Sur la méthode des syndicats !

Publié par NATION le

Comme expliqué dans notre article intitulé “Un État qui ne sait même plus où il va !” , il est clair que NATION ne se sent aucune affinité avec le gouvernement actuel, sous prétexte qu’il se dit « de droite ». Et que si la rue le fait tomber, même si le mouvement vient de gauche, nous nous en réjouirons.

Par contre, ce qui est inacceptable, ce sont les méthodes des syndicats qui en fait ne pénalisent pas vraiment ni les décideurs ni les grands patrons, mais bien justement les travailleurs.

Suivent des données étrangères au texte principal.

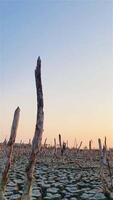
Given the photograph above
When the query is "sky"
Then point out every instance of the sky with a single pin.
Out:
(74, 40)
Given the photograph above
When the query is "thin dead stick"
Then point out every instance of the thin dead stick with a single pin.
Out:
(10, 145)
(36, 143)
(60, 142)
(79, 147)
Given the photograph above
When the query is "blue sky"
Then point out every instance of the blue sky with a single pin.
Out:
(74, 40)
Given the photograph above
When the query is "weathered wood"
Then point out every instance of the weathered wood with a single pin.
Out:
(36, 143)
(9, 150)
(60, 142)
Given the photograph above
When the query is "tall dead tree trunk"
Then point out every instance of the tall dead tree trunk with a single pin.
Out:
(9, 150)
(36, 143)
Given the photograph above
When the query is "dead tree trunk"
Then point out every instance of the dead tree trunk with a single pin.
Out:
(36, 143)
(9, 150)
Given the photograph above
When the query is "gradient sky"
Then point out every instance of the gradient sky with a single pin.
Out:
(74, 40)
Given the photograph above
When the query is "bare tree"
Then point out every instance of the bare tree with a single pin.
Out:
(36, 143)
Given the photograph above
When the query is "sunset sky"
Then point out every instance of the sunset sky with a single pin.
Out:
(74, 40)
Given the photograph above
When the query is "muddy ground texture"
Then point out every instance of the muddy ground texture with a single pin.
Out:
(74, 176)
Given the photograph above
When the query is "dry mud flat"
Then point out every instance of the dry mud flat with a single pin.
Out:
(56, 179)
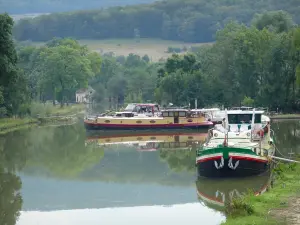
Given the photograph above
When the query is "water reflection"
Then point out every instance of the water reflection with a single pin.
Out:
(287, 137)
(10, 182)
(217, 193)
(57, 172)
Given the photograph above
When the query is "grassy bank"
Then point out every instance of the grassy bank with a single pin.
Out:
(12, 124)
(285, 116)
(276, 206)
(40, 113)
(154, 48)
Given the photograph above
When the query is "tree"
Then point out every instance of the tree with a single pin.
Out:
(67, 66)
(13, 85)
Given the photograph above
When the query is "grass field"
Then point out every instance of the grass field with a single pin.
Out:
(154, 48)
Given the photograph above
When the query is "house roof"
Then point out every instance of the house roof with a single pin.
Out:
(83, 90)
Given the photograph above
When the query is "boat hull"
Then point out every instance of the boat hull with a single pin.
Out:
(96, 126)
(233, 163)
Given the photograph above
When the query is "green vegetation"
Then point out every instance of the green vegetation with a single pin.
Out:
(30, 76)
(156, 49)
(250, 209)
(252, 65)
(244, 61)
(189, 20)
(48, 6)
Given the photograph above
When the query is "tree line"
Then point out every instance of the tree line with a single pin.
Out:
(253, 65)
(48, 6)
(257, 66)
(189, 20)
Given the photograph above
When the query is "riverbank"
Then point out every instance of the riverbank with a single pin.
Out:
(278, 205)
(54, 114)
(285, 116)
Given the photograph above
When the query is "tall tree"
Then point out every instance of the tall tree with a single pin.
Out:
(12, 81)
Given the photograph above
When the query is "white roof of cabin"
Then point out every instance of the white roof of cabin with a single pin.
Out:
(244, 112)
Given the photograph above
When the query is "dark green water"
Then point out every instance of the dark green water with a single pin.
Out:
(58, 175)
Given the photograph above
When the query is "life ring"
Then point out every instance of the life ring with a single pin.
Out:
(266, 129)
(260, 132)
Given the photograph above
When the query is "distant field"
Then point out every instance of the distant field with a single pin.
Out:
(154, 48)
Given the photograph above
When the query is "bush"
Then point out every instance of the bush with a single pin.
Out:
(40, 109)
(239, 207)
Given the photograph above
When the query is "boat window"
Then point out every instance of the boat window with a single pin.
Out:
(243, 118)
(257, 118)
(165, 114)
(182, 114)
(130, 108)
(171, 114)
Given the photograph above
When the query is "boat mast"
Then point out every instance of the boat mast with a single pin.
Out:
(226, 127)
(252, 123)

Nous pensons en particulier à la grève sans préavis de la SNCB…

Comment se faire entendre alors ?

Et bien que les syndicats fassent vraiment mal aux dirigeants et pas aux travailleurs.

Qu’ils fassent la grève du contrôle des billets à la SNCB ou dans les bus et trams. Qu’ils aillent tous les matins, réveiller leurs décideurs ou les hommes politiques. Qu’ils aillent bloquer la rue de la Loi au lieu d’ennuyer ceux qui doivent bien aller travailler !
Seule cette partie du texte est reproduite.